One of the pastors’ crucial problems is the growing prevalence of divorce within the Church. To what extent is he himself responsible? While the wedding may be gay and festive, he often unites young people in marriage with a nagging presentiment of doom and with an abrasive fear that the marriage will not last, or at best will be unhappy because the couple seems unprepared for the realities of living together. Worse than anything is the feeling of helplessness, of not knowing what to do about the situation. Constructive pastoral work can be done, however, as the article on “Pre-Marital Pastoral Counsel” indicates.

And what that is appropriate and helpful does a minister say and do on a sick or death call? What does loyalty to the Gospel demand in the funeral service? How can the pastor attain the touch of Christ if he has not personally known death at close range, or anxious days on a hospital bed? In these areas of responsibility too many seminaries have left men to their own resources. There are many simple do’s and don’ts, however, things to look for and things to keep in mind, which on such occasions can prevent the merely routine, clumsy, or even damaging call and can help the pastor present Christ relevantly. This issue of CHRISTIANITY TODAY offers two helpful articles on how to meet the circumstances of sickness and death.

The Church has its quota of psychopaths—the emotionally ill, the megalomaniac, the criminally and homosexually inclined. If he is to help such sick personalities and also protect his congregation, the pastor must be able to recognize the physical and emotional symptoms, and the anti-social behavior patterns of problem people. Is the psychopath sick or sinful, or both? Is he to be pampered, or disciplined? Since he frequently justifies his behavior under the banner of the Lord, when must he be taken seriously, and when judged insincere or false? To help the pastor, this issue offers “The Minister and the Psychopath.”
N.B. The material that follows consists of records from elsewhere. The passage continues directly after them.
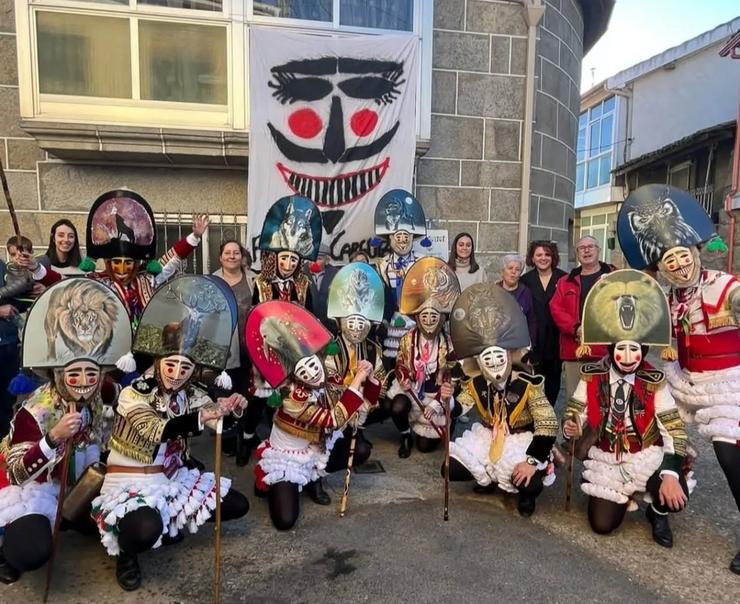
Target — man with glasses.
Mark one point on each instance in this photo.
(566, 308)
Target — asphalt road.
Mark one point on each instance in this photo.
(393, 546)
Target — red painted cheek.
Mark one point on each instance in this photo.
(305, 123)
(363, 122)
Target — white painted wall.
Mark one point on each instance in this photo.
(702, 91)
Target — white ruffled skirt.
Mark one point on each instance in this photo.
(186, 500)
(710, 398)
(472, 450)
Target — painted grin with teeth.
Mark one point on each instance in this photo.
(336, 190)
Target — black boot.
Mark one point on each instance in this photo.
(8, 574)
(128, 573)
(735, 564)
(406, 443)
(317, 493)
(526, 505)
(662, 534)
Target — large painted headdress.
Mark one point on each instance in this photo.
(356, 289)
(487, 315)
(430, 283)
(656, 218)
(626, 305)
(121, 224)
(279, 334)
(76, 319)
(191, 315)
(399, 210)
(292, 224)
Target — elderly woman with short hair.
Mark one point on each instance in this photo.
(512, 267)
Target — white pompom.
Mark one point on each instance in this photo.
(126, 363)
(224, 381)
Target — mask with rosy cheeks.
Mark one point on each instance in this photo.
(310, 371)
(79, 381)
(287, 264)
(627, 356)
(174, 372)
(495, 365)
(681, 266)
(354, 328)
(429, 322)
(401, 242)
(122, 270)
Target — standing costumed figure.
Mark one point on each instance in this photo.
(421, 391)
(75, 330)
(400, 217)
(121, 230)
(284, 340)
(633, 441)
(511, 448)
(290, 234)
(153, 488)
(663, 227)
(356, 302)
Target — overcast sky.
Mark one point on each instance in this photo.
(640, 29)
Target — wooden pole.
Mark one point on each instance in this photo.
(68, 446)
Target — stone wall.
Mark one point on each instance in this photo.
(470, 180)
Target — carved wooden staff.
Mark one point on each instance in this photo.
(68, 446)
(217, 547)
(9, 201)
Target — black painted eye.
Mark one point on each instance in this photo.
(289, 89)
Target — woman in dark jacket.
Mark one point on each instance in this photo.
(543, 257)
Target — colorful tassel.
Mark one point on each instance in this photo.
(126, 363)
(87, 265)
(223, 380)
(153, 267)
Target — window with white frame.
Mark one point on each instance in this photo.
(594, 147)
(176, 62)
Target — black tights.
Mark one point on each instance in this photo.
(139, 530)
(27, 542)
(728, 456)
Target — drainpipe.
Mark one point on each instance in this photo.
(733, 191)
(533, 11)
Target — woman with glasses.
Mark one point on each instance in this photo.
(543, 257)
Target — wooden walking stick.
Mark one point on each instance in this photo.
(68, 446)
(9, 201)
(348, 472)
(217, 547)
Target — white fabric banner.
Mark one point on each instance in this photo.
(332, 119)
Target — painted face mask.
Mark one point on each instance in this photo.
(175, 372)
(78, 381)
(627, 356)
(122, 269)
(310, 371)
(401, 242)
(681, 266)
(429, 321)
(354, 328)
(495, 365)
(287, 263)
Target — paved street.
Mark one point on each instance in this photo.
(393, 546)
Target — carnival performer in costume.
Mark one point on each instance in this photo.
(421, 390)
(664, 227)
(153, 488)
(400, 217)
(74, 330)
(284, 340)
(356, 302)
(121, 230)
(290, 234)
(632, 439)
(511, 448)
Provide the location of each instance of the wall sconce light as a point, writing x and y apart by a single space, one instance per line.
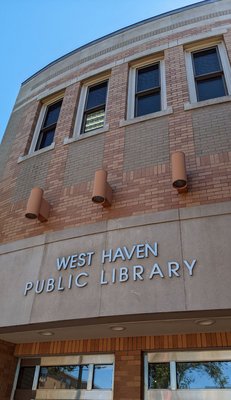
102 191
37 206
179 177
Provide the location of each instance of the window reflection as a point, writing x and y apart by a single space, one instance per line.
159 376
102 378
204 375
63 377
25 378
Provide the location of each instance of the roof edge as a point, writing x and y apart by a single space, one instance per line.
117 32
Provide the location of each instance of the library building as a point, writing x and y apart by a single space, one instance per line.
115 217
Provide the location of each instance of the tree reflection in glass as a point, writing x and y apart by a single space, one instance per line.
158 376
204 375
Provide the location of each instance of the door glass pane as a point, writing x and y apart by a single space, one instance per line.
96 95
211 88
102 378
148 78
25 378
206 61
52 114
147 104
65 377
159 376
204 375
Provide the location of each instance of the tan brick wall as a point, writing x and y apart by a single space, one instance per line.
7 369
136 156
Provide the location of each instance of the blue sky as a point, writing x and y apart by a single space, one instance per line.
35 32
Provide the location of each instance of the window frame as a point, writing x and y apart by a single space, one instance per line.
46 103
80 115
131 100
90 359
225 64
175 357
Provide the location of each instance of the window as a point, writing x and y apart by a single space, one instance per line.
47 131
63 377
147 89
208 73
95 106
102 377
46 125
91 114
85 376
147 96
188 374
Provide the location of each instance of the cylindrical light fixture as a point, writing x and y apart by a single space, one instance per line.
37 206
179 177
34 203
102 192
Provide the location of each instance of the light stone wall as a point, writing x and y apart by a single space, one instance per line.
199 233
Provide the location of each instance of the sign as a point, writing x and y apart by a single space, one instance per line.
116 267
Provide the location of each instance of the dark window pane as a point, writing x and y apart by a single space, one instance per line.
206 62
147 104
204 375
65 377
210 88
52 114
25 378
159 376
102 376
96 96
45 139
148 78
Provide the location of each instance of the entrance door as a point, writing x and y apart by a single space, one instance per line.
66 378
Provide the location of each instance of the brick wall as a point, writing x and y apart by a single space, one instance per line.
7 369
136 156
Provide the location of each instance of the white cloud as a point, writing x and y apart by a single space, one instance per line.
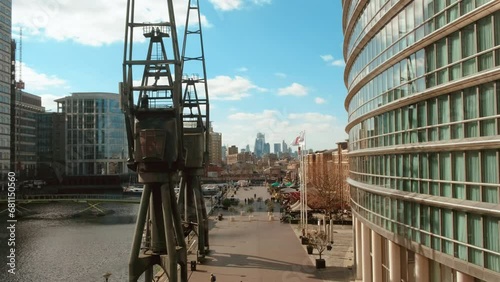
326 58
262 2
91 22
295 89
227 5
241 128
332 61
319 100
35 81
226 88
338 63
48 102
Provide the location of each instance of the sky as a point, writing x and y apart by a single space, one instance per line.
272 66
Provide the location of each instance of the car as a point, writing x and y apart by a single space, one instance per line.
137 188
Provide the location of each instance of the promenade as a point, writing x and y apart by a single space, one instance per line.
256 249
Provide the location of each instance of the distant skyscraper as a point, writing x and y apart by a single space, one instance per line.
277 149
267 148
285 147
233 150
259 145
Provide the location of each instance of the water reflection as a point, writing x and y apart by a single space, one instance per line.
53 245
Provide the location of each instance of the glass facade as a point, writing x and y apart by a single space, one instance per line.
96 141
423 80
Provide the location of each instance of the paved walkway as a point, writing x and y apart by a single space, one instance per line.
257 249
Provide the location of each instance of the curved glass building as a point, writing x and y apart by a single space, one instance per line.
423 80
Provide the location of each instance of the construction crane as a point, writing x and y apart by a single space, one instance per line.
155 143
195 117
167 138
20 83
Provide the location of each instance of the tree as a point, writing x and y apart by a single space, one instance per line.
324 193
319 241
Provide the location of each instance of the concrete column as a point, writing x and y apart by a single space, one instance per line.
366 256
376 257
462 277
421 268
357 233
394 262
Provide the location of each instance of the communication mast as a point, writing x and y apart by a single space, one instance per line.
20 83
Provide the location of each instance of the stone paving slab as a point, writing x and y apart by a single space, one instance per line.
257 249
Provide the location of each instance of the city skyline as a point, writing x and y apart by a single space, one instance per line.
264 86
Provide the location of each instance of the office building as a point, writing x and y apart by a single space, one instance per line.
51 145
215 147
96 139
267 148
28 106
423 81
260 142
285 148
277 149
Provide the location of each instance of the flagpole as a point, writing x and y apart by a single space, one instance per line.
301 190
305 183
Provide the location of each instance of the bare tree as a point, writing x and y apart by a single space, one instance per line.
324 192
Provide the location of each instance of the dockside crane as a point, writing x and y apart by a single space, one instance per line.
195 117
154 122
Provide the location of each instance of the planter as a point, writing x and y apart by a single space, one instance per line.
320 263
305 240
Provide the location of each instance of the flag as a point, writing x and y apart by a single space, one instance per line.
299 139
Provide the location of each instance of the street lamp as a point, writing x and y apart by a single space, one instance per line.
106 276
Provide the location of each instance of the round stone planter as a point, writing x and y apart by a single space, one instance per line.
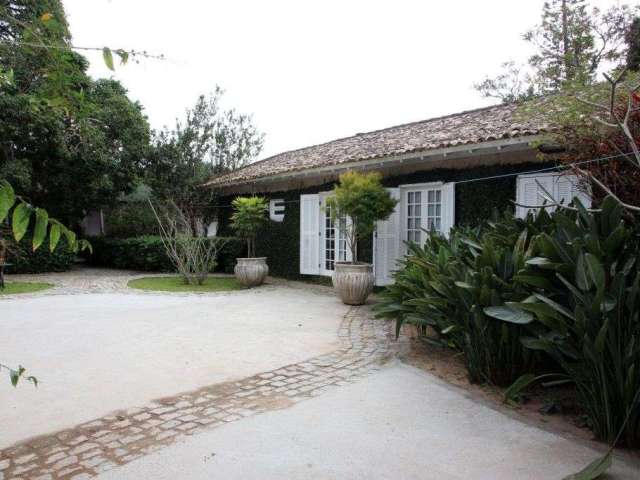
353 283
251 272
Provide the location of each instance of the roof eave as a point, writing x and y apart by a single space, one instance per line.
421 156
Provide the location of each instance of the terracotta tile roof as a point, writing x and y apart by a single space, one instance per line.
465 128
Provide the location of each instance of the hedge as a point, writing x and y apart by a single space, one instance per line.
24 260
475 202
147 254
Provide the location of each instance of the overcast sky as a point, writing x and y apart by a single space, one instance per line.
309 72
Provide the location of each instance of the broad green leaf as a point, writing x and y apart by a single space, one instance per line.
582 276
509 314
518 386
7 199
595 271
54 236
15 375
20 220
594 470
601 337
85 245
124 56
556 306
40 229
108 58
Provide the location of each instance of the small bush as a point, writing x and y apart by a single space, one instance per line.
587 316
148 254
25 260
445 286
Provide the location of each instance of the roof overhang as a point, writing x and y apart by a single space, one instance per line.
426 160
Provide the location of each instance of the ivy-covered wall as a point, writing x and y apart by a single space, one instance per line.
475 201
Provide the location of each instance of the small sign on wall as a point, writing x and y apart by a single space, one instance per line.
276 209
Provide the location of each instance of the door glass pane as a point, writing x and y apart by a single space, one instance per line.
434 210
414 216
335 246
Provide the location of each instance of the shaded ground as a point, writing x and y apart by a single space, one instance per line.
278 382
94 353
397 423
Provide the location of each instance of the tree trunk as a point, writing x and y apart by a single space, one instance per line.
568 66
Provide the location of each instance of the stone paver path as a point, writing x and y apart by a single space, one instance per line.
119 438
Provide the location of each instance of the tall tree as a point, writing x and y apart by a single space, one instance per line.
67 143
210 141
573 43
633 45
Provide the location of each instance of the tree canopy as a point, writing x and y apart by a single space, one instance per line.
67 142
208 142
573 44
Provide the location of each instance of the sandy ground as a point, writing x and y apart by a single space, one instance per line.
96 353
400 423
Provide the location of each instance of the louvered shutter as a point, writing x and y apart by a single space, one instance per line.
568 188
448 207
387 244
309 234
562 188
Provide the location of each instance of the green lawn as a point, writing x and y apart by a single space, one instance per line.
176 284
23 287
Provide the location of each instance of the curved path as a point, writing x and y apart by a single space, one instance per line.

This issue also presents the pastor with an article about books and his need of continuing study. Inside and outside the pulpit a pastor needs the help that can only come from books. To understand his people and the times in which they live, he needs his books and the necessary leisure to pore over their pages. A pastor can give no more than he has, and he has nothing he has not received. The knowledge he needs does not come automatically with the laying on of hands, or the wearing of a robe. He must study all his life long. Only thus can he hope to create some equity between his single task and its thousand varied demands.